Nel silenzio della Costituzione, nel 2008 il legislatore aveva riconosciuto la legittimità dell’affidamento in house, nella materia dei servizi pubblici locali, solo in presenza di «situazioni eccezionali che, a causa di peculiari caratteristiche economiche, sociali, ambientali e geomorfologiche del contesto territoriale di riferimento, non permettono un efficace ed utile ricorso al mercato». L’irrazionale ondata della teoria dei beni comuni, incapace di distinguere fra proprietà pubblica di una risorsa e gestione privata del servizio di interesse collettivo che quella risorsa utilizza, ha determinato l’abrogazione con referendum della citata norma e la restituzione alle pubbliche amministrazioni della possibilità di scegliere le modalità di gestione del servizio, compreso l’affidamento in house.
E’ rimasta in vigore una disposizione del 2012 che prevede per l’affidamento dei servizi pubblici locali di rilevanza economica la necessità di una relazione della pubblica amministrazione che dia conto delle ragioni economiche che giustificano l’affidamento in house invece dell’assegnazione a un impresa selezionata fra le tante che vivacizzano il libero mercato. Mentre una norma del nuovo codice degli appalti, infine, prescrive che “Ai fini dell'affidamento in house di un contratto avente ad oggetto servizi disponibili sul mercato in regime di concorrenza, le stazioni appaltanti effettuano preventivamente la valutazione sulla congruità economica dell'offerta dei soggetti in house, avuto riguardo all'oggetto e al valore della prestazione, dando conto nella motivazione del provvedimento di affidamento delle ragioni del mancato ricorso al mercato, nonché dei benefici per la collettività della forma di gestione prescelta, anche con riferimento agli obiettivi di universalità e socialità, di efficienza, di economicità e di qualità del servizio, nonché di ottimale impiego delle risorse pubbliche”.

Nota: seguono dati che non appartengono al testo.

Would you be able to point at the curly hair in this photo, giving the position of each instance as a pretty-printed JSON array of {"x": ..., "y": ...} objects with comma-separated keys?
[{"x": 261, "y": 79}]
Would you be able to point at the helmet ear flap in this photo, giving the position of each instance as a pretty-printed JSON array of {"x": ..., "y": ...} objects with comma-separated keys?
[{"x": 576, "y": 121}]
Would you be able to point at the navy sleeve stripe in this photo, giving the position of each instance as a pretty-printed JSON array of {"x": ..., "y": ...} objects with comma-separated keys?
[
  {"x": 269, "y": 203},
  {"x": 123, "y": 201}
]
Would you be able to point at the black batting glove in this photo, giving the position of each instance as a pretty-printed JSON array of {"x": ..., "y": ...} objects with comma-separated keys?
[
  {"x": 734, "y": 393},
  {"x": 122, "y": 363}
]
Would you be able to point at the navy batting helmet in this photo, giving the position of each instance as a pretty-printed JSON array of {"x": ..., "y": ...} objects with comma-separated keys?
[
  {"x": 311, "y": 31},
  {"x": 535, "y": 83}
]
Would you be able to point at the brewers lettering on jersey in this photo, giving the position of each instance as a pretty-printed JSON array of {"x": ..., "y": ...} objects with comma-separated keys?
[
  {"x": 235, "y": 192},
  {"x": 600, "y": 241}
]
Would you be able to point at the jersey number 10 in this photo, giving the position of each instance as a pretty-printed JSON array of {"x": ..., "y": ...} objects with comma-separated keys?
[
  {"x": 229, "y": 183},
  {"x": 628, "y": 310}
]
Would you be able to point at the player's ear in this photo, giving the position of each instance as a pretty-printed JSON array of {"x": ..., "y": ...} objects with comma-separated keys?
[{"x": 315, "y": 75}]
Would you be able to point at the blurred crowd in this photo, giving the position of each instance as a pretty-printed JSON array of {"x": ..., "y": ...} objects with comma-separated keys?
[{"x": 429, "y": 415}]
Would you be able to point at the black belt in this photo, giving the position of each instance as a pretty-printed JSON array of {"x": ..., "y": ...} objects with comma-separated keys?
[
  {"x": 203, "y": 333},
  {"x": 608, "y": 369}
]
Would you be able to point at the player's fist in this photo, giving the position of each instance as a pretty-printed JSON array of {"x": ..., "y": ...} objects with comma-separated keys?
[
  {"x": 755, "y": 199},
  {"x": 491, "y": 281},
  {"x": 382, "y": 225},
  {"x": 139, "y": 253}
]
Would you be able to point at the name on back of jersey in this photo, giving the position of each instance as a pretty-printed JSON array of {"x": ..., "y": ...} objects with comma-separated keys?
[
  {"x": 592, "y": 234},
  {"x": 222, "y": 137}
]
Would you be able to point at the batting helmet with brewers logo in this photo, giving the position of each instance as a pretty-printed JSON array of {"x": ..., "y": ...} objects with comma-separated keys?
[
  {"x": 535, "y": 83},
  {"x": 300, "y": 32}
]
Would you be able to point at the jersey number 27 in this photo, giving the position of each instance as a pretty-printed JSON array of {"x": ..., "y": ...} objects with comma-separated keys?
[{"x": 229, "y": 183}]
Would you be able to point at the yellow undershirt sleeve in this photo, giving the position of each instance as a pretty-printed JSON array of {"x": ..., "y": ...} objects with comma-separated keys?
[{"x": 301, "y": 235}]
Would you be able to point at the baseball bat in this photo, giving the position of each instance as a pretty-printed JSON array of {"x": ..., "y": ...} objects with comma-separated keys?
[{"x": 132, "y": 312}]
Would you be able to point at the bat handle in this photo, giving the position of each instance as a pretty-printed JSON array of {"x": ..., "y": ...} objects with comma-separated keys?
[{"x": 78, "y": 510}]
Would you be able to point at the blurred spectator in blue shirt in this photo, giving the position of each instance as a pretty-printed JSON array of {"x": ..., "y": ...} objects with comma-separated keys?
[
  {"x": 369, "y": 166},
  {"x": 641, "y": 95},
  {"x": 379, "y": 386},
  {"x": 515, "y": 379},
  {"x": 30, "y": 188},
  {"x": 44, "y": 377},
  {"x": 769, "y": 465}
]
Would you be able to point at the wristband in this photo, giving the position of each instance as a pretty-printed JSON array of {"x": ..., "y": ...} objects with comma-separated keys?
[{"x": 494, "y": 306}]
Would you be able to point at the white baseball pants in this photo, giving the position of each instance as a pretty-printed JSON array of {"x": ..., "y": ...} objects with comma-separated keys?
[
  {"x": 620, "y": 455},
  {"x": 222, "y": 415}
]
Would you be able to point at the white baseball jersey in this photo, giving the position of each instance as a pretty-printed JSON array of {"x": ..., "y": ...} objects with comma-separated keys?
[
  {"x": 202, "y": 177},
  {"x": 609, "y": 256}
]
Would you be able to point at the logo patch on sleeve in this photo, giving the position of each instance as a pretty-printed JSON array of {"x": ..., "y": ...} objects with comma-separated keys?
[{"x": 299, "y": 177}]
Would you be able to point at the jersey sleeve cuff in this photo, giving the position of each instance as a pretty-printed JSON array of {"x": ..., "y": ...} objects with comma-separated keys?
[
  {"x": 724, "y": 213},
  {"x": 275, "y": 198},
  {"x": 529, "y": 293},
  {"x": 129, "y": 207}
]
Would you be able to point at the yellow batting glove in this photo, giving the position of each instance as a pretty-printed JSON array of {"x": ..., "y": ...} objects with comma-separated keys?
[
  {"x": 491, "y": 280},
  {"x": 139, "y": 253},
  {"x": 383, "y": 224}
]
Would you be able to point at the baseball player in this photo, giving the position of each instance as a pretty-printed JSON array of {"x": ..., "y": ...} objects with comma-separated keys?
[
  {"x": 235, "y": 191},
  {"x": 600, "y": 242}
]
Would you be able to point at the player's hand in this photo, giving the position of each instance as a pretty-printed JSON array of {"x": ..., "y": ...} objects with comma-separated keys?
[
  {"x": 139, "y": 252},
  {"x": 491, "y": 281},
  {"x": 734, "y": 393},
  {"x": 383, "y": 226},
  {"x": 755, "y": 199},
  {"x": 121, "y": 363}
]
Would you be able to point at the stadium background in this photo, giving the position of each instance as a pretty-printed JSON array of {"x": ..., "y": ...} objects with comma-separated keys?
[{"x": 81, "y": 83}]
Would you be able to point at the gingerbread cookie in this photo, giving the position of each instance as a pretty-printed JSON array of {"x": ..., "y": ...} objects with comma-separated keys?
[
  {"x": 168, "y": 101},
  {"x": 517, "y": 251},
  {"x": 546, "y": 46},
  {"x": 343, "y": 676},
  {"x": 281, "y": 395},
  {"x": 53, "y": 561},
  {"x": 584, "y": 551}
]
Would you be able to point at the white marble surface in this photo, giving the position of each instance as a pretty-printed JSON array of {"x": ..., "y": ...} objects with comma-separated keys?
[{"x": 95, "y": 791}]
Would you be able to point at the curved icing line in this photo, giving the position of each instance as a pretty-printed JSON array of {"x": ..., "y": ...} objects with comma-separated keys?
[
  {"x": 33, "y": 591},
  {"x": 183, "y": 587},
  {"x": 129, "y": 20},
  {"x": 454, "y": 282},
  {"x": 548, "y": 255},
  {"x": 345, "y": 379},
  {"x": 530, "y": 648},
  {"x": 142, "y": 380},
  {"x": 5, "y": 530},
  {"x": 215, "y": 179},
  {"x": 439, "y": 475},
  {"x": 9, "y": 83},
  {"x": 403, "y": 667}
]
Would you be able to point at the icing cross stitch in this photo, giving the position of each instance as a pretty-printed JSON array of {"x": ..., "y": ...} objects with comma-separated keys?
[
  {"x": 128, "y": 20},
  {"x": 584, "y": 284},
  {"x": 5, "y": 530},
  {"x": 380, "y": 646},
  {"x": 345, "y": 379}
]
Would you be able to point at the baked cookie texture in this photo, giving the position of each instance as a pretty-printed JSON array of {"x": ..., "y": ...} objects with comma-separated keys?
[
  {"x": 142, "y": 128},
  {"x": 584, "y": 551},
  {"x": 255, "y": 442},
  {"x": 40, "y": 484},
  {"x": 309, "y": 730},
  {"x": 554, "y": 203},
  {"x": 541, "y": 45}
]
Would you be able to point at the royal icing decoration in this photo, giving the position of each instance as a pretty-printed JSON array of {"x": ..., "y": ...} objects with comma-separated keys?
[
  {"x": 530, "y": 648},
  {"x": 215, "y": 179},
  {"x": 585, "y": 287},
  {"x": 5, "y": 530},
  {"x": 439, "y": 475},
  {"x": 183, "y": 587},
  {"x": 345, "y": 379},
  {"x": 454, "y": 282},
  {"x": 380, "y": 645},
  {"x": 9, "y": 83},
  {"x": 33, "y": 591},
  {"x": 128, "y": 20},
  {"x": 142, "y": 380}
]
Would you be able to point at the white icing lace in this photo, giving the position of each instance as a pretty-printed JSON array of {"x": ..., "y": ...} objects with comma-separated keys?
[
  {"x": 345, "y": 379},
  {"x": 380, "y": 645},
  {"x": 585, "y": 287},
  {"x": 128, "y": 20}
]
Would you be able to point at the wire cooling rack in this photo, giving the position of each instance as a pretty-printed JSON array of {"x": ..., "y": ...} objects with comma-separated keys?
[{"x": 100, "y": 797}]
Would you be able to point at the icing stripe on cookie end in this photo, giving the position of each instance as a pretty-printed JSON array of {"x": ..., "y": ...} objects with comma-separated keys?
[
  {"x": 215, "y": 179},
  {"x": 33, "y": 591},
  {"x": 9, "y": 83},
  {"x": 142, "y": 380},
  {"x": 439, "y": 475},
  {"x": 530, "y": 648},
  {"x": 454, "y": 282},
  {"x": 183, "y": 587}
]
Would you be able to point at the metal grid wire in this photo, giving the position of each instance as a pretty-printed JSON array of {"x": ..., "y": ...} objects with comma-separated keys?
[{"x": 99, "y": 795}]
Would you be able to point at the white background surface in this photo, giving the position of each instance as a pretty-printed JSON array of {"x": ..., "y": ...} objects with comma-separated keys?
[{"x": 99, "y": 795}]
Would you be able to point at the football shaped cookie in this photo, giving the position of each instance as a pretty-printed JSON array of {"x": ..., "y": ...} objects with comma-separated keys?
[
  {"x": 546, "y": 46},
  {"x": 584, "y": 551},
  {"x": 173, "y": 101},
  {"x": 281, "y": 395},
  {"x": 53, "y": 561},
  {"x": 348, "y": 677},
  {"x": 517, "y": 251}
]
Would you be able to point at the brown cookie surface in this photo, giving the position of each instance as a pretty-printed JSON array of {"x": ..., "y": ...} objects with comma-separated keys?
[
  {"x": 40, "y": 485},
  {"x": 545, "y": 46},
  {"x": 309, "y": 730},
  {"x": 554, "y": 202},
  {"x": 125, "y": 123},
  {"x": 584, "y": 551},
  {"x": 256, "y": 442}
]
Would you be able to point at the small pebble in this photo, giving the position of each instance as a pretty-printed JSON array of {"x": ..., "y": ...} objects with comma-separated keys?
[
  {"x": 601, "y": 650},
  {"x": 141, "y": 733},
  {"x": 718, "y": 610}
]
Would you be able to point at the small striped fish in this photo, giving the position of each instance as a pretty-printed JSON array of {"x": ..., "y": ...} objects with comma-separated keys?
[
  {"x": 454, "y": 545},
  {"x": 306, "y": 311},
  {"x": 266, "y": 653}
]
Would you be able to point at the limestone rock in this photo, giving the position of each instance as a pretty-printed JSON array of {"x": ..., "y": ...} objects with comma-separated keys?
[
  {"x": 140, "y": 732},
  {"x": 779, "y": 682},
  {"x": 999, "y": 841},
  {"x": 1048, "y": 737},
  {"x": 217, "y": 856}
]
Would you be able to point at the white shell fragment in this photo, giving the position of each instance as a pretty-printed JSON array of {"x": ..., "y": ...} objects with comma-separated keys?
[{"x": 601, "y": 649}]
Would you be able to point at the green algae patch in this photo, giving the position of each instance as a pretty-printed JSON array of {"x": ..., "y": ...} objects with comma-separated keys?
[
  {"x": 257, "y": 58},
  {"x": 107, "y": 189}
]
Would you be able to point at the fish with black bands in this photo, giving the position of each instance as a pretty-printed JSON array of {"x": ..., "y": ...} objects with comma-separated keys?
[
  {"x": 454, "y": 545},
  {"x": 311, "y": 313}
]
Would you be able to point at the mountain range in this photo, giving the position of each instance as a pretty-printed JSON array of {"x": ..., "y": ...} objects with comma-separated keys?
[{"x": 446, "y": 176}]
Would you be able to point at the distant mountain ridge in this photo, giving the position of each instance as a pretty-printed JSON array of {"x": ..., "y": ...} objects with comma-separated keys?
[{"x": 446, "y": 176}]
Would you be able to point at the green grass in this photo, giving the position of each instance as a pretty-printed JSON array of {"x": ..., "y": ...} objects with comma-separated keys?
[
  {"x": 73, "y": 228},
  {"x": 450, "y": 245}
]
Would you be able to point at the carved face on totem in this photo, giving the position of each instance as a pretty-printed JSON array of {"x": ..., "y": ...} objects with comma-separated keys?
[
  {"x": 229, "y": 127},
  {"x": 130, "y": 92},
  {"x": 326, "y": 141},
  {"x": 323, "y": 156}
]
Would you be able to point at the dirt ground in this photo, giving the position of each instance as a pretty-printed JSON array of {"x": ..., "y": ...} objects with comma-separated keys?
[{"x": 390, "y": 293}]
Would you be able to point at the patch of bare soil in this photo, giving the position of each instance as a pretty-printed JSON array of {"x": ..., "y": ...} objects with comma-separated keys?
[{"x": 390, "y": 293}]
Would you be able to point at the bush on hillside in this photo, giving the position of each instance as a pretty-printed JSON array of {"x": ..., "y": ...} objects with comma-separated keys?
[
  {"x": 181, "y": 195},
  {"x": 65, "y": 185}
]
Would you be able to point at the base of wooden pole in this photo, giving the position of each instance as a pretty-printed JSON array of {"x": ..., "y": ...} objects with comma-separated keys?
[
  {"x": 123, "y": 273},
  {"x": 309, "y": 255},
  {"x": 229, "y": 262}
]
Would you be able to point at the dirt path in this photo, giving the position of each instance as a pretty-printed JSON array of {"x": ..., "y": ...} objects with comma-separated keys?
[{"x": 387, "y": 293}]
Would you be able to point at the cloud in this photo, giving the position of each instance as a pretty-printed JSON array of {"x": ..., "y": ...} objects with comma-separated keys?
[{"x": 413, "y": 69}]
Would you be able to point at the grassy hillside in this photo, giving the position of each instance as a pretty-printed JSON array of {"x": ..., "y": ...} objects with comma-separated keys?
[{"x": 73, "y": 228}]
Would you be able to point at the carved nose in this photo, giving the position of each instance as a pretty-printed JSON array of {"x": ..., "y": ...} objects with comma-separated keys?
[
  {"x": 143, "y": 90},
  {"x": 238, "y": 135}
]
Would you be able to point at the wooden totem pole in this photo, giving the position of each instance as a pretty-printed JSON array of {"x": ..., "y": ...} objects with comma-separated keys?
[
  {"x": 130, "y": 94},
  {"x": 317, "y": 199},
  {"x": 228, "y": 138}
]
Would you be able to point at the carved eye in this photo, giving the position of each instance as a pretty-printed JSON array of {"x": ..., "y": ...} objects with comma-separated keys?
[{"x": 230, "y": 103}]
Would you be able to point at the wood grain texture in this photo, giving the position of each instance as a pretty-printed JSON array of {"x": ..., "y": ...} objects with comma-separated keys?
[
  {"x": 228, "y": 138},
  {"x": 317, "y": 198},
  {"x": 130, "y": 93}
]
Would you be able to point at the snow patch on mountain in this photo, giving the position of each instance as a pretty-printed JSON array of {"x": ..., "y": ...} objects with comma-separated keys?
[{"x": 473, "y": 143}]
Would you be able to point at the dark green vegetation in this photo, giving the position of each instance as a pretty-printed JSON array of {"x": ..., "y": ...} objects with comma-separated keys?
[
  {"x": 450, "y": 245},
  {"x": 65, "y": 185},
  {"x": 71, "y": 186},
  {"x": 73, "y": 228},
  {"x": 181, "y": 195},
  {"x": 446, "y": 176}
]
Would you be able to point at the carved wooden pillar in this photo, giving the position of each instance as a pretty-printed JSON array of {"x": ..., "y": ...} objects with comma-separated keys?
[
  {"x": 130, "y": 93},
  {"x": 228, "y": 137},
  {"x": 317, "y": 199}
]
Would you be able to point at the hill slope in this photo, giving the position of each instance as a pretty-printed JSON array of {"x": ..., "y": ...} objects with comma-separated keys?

Ed è proprio con riguardo a quest’ultimo articolo di legge che la Consulta, dopo avere confermato la legittimità dell'obbligo imposto alle amministrazioni di dare conto della scelta dell'affidamento in house, ha chiarito, qualche giorno addietro, come l’ordinamento costituzionale rimanga, tuttavia, indifferente rispetto alla modalità di gestione di qualsiasi tipo di servizio pubblico.
In base al modo di vedere e intendere i rapporti fra Stato ed economia, ciascuno di noi potrà apprezzare la mezza vittoria o la mezza sconfitta. Non potrà dimenticare, tuttavia, l’esistenza del quarto comma dell’articolo 118 della Costituzione, secondo il quale “Stato, Regioni, Città metropolitane, Province e Comuni favoriscono l'autonoma iniziativa dei cittadini, singoli e associati, per lo svolgimento di attività di interesse generale, sulla base del principio di sussidiarietà”. Una norma, quella citata, che codifica il cosiddetto principio di sussidiarietà orizzontale e che dovrebbe rappresentare un’indicazione chiara ed esaustiva per preferire l’affidamento al mercato di qualsiasi servizio pubblico per il quale si registri un’offerta degli imprenditori privati. Una prescrizione di rango costituzionale che è rimasta, però, fuori dalla ricognizione dei radar del legislatore e della stessa giurisprudenza costituzionale.
Che poi l’affidamento in house rappresenti nella maggior parte dei casi un’occasione per rimpinzare il ceto politico (e le clientele al seguito) di prebende economiche, posti di lavoro e consulenze, tutto rigorosamente immeritato, è un dettaglio che dovrebbe fare la differenza. Come quello di misurare l’efficienza dei servizi erogati dalla miriade di amministrazioni e società pubbliche che preferiscono non affidarsi al mercato. Basterebbe riprendere il discorso, ad esempio, della percentuale di dispersione di acqua pubblica all'interno delle infrastrutture gestite da comuni e società d'ambito.
Ma di queste nefaste e ataviche conseguenze nella gestione dei servizi pubblici non si può certo dare la colpa alla Corte costituzionale.